In the past, I used to go through Messina to reach other Sicilian destinations for my holidays. Since a year and a half, with the idea of Sabir in mind, I have taken the habit to stop here and gotten more acquainted with this place. This is a city lost in translation, which was subjugated during many years by a modest political class without vision, lacking the antibodies necessary to confront corruption, private interests and illegal networks, despite the potential the Sicilian territory and culture can offer. A city who is now trying to overcome years of plunder and abandonment using the card of culture through a festival gathering authors, academicians and activists from the Mediterranean region. It is difficult to say whether this will succeed, socially and economically. This year, 5,000 people visited the event and 160 local young people volunteered in the organization: for a city of 240,000 people, is this an achievement or a failure?
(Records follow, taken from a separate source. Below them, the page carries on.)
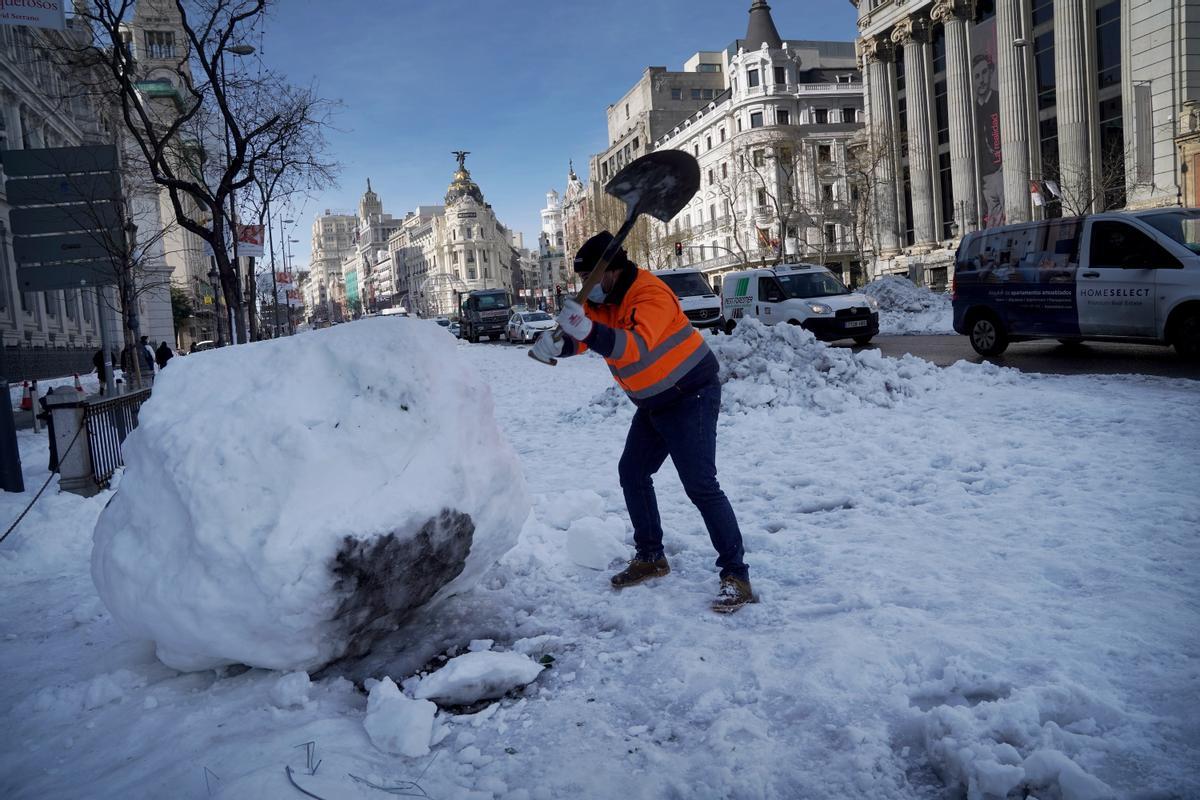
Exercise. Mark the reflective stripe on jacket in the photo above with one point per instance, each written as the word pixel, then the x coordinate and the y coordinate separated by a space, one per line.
pixel 655 344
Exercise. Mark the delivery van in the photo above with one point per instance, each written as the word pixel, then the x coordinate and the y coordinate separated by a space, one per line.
pixel 1113 277
pixel 808 295
pixel 697 298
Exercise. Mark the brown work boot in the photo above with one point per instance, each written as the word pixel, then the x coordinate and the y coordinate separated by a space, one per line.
pixel 733 595
pixel 640 570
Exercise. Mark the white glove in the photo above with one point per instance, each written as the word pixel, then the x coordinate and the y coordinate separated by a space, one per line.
pixel 574 322
pixel 547 346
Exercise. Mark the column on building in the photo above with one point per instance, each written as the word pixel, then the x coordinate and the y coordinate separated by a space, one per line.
pixel 1071 34
pixel 1013 112
pixel 879 82
pixel 953 14
pixel 913 35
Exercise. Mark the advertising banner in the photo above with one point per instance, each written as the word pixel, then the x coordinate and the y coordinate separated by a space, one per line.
pixel 985 92
pixel 250 238
pixel 35 13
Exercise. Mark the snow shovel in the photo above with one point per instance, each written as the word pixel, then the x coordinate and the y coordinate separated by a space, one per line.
pixel 658 184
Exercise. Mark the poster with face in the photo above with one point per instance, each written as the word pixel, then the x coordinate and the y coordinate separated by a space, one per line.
pixel 985 103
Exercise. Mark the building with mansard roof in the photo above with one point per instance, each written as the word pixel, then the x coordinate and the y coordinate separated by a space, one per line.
pixel 984 113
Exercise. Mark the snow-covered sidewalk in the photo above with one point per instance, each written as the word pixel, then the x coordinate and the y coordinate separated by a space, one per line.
pixel 973 582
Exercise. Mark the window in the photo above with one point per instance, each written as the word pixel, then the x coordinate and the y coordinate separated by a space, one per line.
pixel 160 44
pixel 769 290
pixel 1122 246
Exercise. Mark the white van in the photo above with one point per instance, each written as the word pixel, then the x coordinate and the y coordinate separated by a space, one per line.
pixel 697 298
pixel 1116 276
pixel 808 295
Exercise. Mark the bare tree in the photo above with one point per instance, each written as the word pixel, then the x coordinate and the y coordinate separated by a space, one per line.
pixel 258 119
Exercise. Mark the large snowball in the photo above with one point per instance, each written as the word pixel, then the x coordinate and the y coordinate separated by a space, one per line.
pixel 286 501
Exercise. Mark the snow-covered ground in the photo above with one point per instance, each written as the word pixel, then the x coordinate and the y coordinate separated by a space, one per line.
pixel 909 308
pixel 975 583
The mayor Renato Accorinti, the bearded man wearing sandals, reminded us at the Sabir Maydan forum that being on a strait, reflecting its image on another piece of coast is Messina’s fate, but what the city and his people were trying to do is to convert fate in an opportunity, a fortune, by promoting a culture of encounter and hospitality. A couple of examples: the new government of Messina has tackled the issue of homeless people as a priority, and it has launched a new policy where all cultures represented in town deserve a stage.
Sometimes, things happen when they were supposed not to. Accorinti was not supposed to become the mayor, Mediterranean activists were not supposed to find in such a peripheral town their meeting point, Messina was not supposed to lose its status of a safe shelter where Mafia bosses can meet. It is like what Italian composer Giorgio Gaber used to sing: «Una donna […] vuole un uomo concreto come un sognatore. A woman would like man to be concrete like a dreamer». It is a nonsense, a concrete man is not supposed to be a dreamer; however, he can be. The Mediterranean is not supposed to be the cradle of our hopes and plans for another world, is not supposed to become our common destiny. However, it can be.
 Source: National Coalition for Syrian Revolutionary and Opposition Forces, 31 October 2015.
 Source: Statista, 2015.
 Source: Idos (Centro studi e ricerche immigrazione dossier statistiche); Unar (Ufficio Nazionale Antidiscriminazioni Razziali).
 Words from Giorgio Gaber’s song Una donna (1984).